鼻が高いこと、修験・山伏のような服装、羽うちわなどの天狗の特徴のように思われていることは、近い昔に定着したもので、鼻の高くない白髪の老爺だと伝えられている地区もあると民俗学辞典にあります。鞍馬山の僧正坊(そうじょうぼう)、愛宕山の太郎坊、比叡山の次郎坊、飯縄山の三郎、大山の伯耆坊(ほうきぼう)等々、各地に大天狗がいて、讃岐・金比羅宮では神の使いとされていると、大言海にあります。
猿田彦の面(吉田神社仮御殿 本町2-3)
猿田彦は、天孫降臨のとき、天つ神(あまつかみ)である天照大神(あまてらすおおみかみ)が遣わした瓊瓊杵命(ににぎのみこと)を道案内した、国津神(くにつかみ 土着の神)だそうです。日本書紀によると、猿田彦は、「鼻の長さ七咫(あた)」「背(そびら)の長さ七尺余り」「口尻(くちわき)明(あか)り耀(て)れり」「眼(め)は八咫鏡(やたのかがみ)の如くして、赩然(てりかがやけること)赤酸醤(あかかがち 赤ホウズキ)に似れり」といった、天狗の相だったそうです。

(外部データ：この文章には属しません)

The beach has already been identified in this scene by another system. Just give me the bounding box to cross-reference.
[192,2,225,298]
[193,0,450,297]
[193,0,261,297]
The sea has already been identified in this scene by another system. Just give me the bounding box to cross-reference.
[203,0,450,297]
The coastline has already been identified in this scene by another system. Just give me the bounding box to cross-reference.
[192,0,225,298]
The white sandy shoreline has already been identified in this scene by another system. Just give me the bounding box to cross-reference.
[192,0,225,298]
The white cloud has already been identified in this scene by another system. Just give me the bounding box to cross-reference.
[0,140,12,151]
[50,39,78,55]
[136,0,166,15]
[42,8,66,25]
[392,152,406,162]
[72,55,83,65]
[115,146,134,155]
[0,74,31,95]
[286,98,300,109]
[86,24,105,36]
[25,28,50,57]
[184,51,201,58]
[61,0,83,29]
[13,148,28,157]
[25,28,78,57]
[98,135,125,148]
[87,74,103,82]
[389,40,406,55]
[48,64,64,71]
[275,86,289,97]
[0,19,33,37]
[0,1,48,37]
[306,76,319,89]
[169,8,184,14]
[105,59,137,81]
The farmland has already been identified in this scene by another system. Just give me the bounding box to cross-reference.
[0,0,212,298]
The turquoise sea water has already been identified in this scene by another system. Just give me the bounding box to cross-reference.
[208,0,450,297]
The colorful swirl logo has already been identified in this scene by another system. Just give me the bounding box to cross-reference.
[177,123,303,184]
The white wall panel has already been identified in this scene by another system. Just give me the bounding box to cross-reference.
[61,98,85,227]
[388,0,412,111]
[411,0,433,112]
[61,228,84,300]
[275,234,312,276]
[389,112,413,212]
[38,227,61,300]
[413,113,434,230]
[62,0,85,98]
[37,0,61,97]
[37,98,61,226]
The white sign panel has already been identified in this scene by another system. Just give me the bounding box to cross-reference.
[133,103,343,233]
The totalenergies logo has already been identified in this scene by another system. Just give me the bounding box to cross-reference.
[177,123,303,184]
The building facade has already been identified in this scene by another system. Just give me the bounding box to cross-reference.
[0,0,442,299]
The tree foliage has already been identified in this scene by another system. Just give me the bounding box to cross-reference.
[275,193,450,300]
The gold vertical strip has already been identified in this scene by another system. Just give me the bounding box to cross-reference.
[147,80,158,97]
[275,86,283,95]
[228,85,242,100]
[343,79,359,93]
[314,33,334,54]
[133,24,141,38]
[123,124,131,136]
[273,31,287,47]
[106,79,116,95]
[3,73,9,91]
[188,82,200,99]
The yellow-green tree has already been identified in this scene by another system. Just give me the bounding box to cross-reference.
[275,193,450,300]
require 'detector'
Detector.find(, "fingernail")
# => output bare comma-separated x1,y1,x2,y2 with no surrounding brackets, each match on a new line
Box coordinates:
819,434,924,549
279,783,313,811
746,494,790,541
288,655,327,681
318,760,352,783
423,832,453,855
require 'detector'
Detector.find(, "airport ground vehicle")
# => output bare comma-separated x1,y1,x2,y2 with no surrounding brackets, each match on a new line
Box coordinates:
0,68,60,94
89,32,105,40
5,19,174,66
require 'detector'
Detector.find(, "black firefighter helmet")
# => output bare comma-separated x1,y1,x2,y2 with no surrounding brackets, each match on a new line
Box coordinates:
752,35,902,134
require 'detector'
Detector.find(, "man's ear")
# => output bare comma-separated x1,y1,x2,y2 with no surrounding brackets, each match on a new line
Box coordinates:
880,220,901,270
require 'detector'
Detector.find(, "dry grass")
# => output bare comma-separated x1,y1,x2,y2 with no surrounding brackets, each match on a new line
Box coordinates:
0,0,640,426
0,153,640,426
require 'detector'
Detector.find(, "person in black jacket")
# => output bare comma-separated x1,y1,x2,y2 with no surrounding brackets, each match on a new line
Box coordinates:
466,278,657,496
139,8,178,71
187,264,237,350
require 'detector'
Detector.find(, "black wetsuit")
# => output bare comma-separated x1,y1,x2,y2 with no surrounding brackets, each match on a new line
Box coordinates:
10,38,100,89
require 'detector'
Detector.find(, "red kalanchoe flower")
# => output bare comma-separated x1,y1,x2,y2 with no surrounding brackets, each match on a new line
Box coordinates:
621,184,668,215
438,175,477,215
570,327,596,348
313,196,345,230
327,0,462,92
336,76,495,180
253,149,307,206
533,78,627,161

この姿などが、中国から来た「天狗(天の犬の意味で、流星(火球)のこと)」という言葉と結びついていったのでしょう。水戸では祭礼の先導役にたったようです。写真は吉田神社の秋季例大祭で本町の仮御殿前に置かれた猿田彦の面です。東照宮の行列でも先導する猿田彦が見られました。
天狗党志士之墓(全隈町(またぐまちょう))
水戸の幕末、明治初めを悲しいものにした、天狗党と諸生党の争乱があったそうです。改革派の、「成り上がり者がいばって天狗になっているという蔑称」をつけられた天狗党と、保守で門閥派の、弘道館の書生が多かったので言われたという諸生派が、たぶん互いに理のためなのでしょう、戦いの歴史を作ってしまったようです。写真は、全隈町の道路脇にある、争乱で倒れた天狗党志士を慰霊するために、昭和47年に全隈共有林所有者34人が建てた墓のようです。
天狗納豆(柳町1-13-13)
天狗党にちなんで名づけられたという水戸納豆です。看板の天狗面は道路を通る人の目をひいているようです。
そば吉(萱場町503-1)
これも天狗の面を看板として掲げた、萱場町にあるそば店です。
富貴蘭(ふうきらん 水戸市植物公園 小吹町504)
紅天狗という名前の品種だそうで、富貴蘭の紅花中でもっとも色が濃い品種だそうです。天狗の赤い顔ということなのでしょうか。水戸市植物公園植物館で7月に行われていた富貴蘭展で見ました。